Its monopoly allowed De Beers to set the price of diamonds for that whole industry, but that ability has steadily declined. Add to this, technological advancements which mean synthetic diamonds now make up 98 percent of industrial diamonds; although they have yet to make inroads into the jewelry market, they certainly have the potential.

The market and why it matters

Despite its decline of nearly 50 percent over the past decade, Peter Vician, deputy minister of Industry, Tourism and Investment has noted, it probably makes up 40 percent of GDP when directly related revenue, such as money spent on transportation and local businesses, is factored in.

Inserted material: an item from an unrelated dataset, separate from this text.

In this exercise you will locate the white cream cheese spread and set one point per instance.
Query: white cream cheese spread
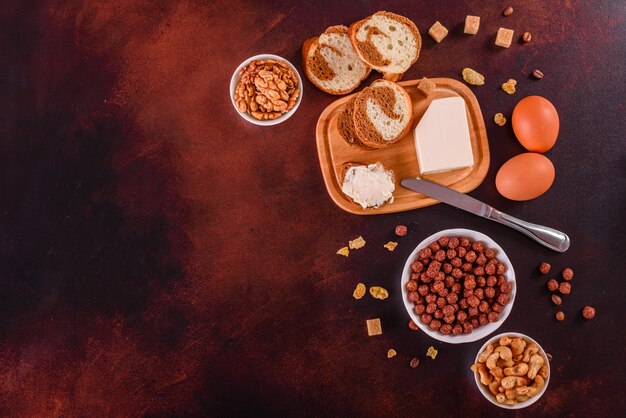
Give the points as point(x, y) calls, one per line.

Before the Snap Lake closure was made official, Tom Hoefer, executive director of the NWT and Nunavut Chamber of Mines, told EDGE the NWT is particularly vulnerable to the declining market.

“Our industry is a ‘price taker.’ In other words, we have to accept the price the market pays us for our goods,” he said.

The other concern for the local diamond industry is that diamonds are increasingly being mined elsewhere in the world, including other “blood-free” Canadian sites: De Beers’ operates a mine in Ontario, while new entrant Stornoway Diamonds is opening one in Quebec in 2017. And operating up here, even if the GNWT does invest in infrastructure such as roads, as industry advocates are asking for, is still bound to cost more than operations like Karowe in Botswana, where the second-largest diamond in history was just recovered.

The worst-case scenario for cutting costs, Hoefer said, is layoffs. For example, a large operator like De Beers’ parent company Anglo American has recently slashed 85,000 positions worldwide in response to the global drop in prices. Smaller operators like Dominion can also reduce the size of their operations and hope that “headwinds” will pass. But, as we have seen at Snap Lake, the mining industry often deals with low prices through temporary or permanent closure. Despite their optimistic words, this storm shows no sign of abating, and low prices as a new reality remain entirely possible. Ultimately, diamonds are just not as rare as mining operators would like, and stable demand in markets such as China is by no means a confirmed thing.  

As diamond prices dropped following the last global financial crisis, Snap Lake shut down for a summer, a clear sign that it was likely the least profitable mining operation in the Northwest Territories. Now that diamond prices are again heading towards those lows, who will be next? Those with a long enough memory will remember that in that same summer Diavik was on the verge of a summer closedown shortly after as well. For everyone’s sake, let’s hope Dominion’s optimism is warranted.